Most brokers, whether full service or discount, also offer technical analysis software, research, investor education and mobile apps. In addition, some brokers offer access to other markets like futures, options, and global markets, as well as a range of banking services like credit cards and mortgages.

The website www.stockbrokers.com offers excellent tools for comparing the features offered and the fees charged by all the top brokers.

The Best Brokers for ETF Rotation Strategies

For investors following subscription services such as those offered by Logical-Invest, there are two factors that are most important. The first is fees and the second is reliability and trust. All of the brokers listed here are well known and reputable. Investors need to be a little more careful when using a broker based outside of major financial centers.

With any investment strategy fees play a large in determining the eventual return. Investors following an ETF rotation strategy should choose the broker with the lowest fees and of course access to all the ETFs, they will need to trade.

Below are the best-known discount brokers. Which of these brokers you choose will have little to no impact on your performance when following a rotational strategy. However, you may wish to learn about charting, or access more research. In that case, some brokers may be better suited than others.

Well Known Brokers

Charles Schwab:
• Commission per trade: $ 4.95
• Minimum Account Size: $ 1,000
• Other: Largest range of commission free ETFs, good interface.
• A good choice for low volume trading.

TD Ameritrade:
• Commission per trade: $ 6.95
• Minimum Account Size: $ 0
• Other: Best charting platform and biggest range of products.

E-Trade:
• Commission per trade: $ 6.95
• Minimum Account Size: $ 500
• Other: Good all-round broker with a great mobile app.

Interactive Brokers:
• Commission per trade: $0.005 per share
• Minimum Account Size: $ 0
• Other: Cheapest option for very active traders and professionals.

Merrill Edge:
• Commission per trade: $ 6.95
• Minimum Account Size: $ 0
• Other: Good research, very cheap for high volume traders.

Fidelity Investments:
• Commission per trade: $ 4.95
• Minimum Account Size: $ 2,500
• Other: Good research, highly rated overall, and one of the cheapest options for low volume traders.

Scottrade:
• Commission per trade: $ 6.95
• Minimum Account Size: $ 2,500
• Other: Cheapest broker for mutual fund trading.

Robinhood:
• Commission per trade: $ 0
• Minimum Account Size: $ 0
• Other: Zero cost, but you can only trade on the mobile app which has limited functionality.

Ally Invest:
• Commission per trade: $ 4.95
• Minimum Account Size: $ 0
• Other: The best education sections in the market.

TradeStation:
• Commission per trade: $ 5
• Minimum Account Size: $ 5,000
• Other: The best charting and other tools on the market.
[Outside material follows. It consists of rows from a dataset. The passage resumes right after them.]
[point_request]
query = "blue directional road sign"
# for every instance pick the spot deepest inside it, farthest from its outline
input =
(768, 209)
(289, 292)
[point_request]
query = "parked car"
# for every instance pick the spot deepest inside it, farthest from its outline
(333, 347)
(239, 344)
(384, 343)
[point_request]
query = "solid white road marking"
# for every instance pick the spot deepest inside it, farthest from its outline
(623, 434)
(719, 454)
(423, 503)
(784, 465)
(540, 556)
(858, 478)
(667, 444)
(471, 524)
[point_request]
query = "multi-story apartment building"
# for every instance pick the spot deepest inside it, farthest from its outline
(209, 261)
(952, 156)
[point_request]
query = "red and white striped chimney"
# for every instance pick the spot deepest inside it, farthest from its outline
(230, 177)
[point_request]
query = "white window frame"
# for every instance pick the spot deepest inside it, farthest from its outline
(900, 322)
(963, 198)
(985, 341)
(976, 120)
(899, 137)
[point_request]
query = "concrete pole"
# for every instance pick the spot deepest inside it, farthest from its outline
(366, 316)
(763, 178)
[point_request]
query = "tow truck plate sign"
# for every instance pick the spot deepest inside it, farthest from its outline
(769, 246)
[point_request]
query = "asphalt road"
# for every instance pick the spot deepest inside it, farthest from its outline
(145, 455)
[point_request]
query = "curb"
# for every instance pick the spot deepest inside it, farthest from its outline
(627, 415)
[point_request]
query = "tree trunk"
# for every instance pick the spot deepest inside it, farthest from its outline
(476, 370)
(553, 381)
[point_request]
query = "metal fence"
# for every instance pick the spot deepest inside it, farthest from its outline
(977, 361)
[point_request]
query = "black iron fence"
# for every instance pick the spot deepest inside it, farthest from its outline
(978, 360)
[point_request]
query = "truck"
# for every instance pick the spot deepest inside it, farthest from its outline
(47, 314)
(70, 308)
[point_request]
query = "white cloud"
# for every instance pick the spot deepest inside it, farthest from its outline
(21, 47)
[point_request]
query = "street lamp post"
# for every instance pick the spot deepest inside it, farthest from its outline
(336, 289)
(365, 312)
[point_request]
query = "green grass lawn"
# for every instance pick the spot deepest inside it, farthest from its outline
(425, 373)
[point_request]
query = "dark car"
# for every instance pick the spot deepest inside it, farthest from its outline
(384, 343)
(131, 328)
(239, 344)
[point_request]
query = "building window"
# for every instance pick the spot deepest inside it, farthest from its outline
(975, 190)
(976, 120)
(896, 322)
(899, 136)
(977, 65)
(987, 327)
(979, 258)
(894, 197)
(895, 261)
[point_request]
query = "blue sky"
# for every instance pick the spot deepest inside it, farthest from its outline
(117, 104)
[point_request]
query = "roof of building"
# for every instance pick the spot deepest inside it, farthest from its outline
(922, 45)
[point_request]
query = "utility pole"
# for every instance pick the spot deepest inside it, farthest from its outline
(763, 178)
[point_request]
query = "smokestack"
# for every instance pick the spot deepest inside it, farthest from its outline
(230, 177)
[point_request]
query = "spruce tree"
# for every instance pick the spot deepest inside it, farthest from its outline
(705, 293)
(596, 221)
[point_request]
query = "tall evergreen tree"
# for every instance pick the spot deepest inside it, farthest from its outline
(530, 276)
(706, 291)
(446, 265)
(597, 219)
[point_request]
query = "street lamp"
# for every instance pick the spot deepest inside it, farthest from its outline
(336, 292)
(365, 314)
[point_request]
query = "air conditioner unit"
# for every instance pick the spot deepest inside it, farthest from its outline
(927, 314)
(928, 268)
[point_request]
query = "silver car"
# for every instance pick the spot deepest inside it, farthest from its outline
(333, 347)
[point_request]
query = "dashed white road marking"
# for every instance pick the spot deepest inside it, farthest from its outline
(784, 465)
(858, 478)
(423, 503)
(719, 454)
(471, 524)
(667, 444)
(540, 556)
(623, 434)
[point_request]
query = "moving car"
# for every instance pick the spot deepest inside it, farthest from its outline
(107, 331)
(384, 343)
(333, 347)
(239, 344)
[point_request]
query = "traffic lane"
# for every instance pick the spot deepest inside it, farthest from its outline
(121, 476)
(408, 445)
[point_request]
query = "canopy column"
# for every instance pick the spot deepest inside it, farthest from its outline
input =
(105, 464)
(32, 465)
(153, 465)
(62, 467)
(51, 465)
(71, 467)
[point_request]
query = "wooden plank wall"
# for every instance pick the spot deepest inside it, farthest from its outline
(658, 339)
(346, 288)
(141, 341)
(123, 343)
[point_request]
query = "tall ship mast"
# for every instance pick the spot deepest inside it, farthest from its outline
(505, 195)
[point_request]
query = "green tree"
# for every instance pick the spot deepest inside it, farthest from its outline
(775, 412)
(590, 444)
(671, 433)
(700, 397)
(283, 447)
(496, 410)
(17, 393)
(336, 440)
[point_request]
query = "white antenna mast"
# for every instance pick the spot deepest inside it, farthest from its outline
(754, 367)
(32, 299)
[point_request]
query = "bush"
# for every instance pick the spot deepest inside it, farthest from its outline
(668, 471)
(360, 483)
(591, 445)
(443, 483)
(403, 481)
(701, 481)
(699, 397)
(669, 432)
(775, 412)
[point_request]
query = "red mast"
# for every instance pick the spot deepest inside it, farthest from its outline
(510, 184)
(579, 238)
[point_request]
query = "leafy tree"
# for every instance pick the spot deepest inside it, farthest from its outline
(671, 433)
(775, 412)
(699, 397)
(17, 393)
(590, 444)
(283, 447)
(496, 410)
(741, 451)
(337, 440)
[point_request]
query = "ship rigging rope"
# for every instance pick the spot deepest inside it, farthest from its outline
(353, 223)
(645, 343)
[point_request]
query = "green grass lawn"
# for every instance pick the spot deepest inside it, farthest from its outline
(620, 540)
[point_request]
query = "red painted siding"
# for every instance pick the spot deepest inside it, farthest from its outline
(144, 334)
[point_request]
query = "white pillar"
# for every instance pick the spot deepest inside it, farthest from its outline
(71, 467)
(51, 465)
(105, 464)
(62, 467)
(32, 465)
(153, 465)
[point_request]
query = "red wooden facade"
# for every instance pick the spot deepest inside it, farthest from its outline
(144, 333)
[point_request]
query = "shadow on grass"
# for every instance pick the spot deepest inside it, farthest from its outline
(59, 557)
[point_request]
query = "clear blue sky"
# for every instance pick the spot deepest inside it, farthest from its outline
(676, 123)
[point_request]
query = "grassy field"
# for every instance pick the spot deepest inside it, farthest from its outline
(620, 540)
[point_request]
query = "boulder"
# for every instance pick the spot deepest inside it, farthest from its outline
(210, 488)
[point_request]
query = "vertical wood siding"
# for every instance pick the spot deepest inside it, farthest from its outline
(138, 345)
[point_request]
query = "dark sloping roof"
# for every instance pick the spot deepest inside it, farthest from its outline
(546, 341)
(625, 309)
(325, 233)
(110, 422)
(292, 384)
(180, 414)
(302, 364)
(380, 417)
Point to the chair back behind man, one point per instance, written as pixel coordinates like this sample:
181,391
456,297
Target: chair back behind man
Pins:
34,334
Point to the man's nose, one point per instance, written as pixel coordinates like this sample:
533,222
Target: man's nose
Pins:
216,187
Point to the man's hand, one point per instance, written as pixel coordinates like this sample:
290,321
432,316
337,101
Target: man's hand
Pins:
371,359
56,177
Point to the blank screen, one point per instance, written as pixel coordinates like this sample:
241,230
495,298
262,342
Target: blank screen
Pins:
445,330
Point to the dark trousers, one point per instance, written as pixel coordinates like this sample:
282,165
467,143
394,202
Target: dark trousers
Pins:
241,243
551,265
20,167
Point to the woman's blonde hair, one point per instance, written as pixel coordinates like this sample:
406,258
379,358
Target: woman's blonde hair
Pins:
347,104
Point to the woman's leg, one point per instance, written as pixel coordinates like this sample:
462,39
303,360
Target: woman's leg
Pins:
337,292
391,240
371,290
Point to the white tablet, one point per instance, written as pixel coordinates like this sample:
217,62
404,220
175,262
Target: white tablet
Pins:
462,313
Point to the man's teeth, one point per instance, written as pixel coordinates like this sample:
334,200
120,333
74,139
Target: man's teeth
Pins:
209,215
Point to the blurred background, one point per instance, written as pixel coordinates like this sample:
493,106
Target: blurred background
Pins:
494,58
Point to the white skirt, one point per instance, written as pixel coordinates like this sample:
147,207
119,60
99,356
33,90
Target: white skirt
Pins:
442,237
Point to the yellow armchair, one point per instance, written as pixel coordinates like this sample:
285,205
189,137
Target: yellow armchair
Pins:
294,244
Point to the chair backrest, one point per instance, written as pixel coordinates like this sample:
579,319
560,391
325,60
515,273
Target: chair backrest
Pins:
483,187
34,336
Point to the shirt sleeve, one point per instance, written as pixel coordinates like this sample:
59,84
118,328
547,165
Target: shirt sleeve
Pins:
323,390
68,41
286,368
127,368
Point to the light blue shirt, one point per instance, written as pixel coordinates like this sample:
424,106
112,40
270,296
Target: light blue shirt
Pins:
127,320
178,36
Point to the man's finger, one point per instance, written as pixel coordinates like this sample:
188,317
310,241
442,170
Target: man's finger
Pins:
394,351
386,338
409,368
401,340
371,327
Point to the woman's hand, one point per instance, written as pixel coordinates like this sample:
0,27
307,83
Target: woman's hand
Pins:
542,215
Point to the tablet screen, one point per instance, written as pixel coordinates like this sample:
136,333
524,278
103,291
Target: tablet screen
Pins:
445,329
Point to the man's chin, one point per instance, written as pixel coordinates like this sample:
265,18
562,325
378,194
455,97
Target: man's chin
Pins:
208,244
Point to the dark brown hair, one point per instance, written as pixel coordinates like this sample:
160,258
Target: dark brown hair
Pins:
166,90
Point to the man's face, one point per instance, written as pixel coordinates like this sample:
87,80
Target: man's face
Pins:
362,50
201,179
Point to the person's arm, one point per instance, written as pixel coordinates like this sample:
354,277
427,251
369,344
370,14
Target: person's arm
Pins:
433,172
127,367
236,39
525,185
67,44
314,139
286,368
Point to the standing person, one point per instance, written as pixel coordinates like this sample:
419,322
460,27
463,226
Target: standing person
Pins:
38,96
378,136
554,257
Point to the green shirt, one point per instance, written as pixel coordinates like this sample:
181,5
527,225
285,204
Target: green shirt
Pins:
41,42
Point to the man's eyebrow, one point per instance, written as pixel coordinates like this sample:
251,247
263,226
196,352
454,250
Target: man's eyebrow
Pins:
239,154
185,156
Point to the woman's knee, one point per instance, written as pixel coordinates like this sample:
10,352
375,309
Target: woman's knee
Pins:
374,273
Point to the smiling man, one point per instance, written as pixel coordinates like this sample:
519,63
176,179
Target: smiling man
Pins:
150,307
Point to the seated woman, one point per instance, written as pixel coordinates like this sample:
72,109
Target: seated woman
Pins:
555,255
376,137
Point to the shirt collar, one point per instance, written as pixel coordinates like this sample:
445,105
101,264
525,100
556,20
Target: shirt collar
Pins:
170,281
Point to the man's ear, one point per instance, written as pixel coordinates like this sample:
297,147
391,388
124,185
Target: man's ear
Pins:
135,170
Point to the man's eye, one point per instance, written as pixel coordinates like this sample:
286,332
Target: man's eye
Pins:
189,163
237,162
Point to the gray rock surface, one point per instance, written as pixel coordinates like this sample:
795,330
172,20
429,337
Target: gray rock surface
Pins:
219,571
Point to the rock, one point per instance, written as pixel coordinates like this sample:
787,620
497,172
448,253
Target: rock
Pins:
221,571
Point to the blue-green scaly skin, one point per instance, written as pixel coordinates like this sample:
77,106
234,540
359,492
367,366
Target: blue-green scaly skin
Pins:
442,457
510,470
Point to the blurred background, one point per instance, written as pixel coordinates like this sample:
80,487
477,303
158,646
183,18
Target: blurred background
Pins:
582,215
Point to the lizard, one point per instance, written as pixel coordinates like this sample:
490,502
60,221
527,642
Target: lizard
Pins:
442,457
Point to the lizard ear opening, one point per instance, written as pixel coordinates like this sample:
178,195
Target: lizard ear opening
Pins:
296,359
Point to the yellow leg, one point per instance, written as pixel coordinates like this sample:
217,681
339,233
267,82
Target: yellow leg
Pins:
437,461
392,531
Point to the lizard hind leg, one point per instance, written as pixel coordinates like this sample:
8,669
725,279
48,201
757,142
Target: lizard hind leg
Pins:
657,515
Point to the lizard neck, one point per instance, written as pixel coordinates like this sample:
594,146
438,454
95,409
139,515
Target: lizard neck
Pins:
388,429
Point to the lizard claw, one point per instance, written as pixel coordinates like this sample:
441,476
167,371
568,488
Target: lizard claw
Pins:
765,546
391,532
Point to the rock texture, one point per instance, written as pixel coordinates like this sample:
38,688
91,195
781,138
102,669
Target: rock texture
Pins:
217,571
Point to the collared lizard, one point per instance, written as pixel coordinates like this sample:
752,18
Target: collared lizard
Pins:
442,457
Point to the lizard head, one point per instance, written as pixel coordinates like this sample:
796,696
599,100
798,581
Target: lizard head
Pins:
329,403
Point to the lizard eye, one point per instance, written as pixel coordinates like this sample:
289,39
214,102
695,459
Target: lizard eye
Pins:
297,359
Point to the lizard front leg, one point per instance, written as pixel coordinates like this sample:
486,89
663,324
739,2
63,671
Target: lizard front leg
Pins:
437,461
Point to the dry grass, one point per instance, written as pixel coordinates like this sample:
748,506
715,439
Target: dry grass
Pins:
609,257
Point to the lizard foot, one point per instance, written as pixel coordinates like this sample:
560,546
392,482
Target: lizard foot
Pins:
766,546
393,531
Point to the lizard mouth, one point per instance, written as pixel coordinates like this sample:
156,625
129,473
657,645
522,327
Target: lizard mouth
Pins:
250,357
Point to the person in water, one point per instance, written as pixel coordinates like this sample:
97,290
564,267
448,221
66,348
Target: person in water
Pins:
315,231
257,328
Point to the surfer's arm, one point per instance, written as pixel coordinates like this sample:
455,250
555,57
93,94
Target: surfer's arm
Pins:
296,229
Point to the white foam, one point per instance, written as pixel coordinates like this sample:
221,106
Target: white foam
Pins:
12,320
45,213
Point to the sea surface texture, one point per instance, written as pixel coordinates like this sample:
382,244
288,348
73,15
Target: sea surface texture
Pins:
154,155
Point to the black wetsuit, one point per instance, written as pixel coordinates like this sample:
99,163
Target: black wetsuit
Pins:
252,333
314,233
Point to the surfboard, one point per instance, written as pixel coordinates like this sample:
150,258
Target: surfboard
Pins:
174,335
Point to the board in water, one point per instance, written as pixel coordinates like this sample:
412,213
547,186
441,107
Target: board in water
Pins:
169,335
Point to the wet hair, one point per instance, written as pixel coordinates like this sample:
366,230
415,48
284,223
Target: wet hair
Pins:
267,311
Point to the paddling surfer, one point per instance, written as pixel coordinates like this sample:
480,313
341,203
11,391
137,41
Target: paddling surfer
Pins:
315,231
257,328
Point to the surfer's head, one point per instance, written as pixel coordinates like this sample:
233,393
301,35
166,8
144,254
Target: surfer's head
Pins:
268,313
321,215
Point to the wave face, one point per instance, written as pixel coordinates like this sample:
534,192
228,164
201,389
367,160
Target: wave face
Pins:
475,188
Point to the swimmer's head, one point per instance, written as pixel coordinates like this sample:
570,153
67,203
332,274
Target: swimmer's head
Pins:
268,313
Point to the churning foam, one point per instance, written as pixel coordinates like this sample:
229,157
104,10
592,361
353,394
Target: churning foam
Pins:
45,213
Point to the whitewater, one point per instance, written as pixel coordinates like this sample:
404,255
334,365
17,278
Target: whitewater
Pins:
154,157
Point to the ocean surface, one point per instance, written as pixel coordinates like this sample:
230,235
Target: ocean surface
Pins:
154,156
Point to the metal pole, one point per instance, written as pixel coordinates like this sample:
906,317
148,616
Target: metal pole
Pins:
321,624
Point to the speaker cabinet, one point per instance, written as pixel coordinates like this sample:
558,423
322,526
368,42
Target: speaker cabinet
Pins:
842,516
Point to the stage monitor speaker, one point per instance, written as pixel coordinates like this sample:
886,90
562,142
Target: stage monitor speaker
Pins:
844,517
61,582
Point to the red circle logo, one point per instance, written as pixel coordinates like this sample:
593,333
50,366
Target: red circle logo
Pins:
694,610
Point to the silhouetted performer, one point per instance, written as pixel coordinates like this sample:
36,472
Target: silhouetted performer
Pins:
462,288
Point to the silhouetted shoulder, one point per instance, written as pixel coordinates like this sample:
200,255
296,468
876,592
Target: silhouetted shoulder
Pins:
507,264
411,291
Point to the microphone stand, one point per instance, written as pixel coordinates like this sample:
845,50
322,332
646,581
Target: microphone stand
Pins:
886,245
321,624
The two that stand out for ETF investors are Charles Schwab and Fidelity, but there is nothing wrong with TD Ameritrade, E-Trade, Ally Invest and Merrill Edge either. TradeStation and Interactive brokers are better suited to very active traders, and Robinhood is a little gimmicky at this stage.

If you choose to use a full-service broker for their advice based services, it’s still worth considering using a discount broker for ETF trading. The total cost will probably be lower, and you will be able to keep the accounts and strategies separated.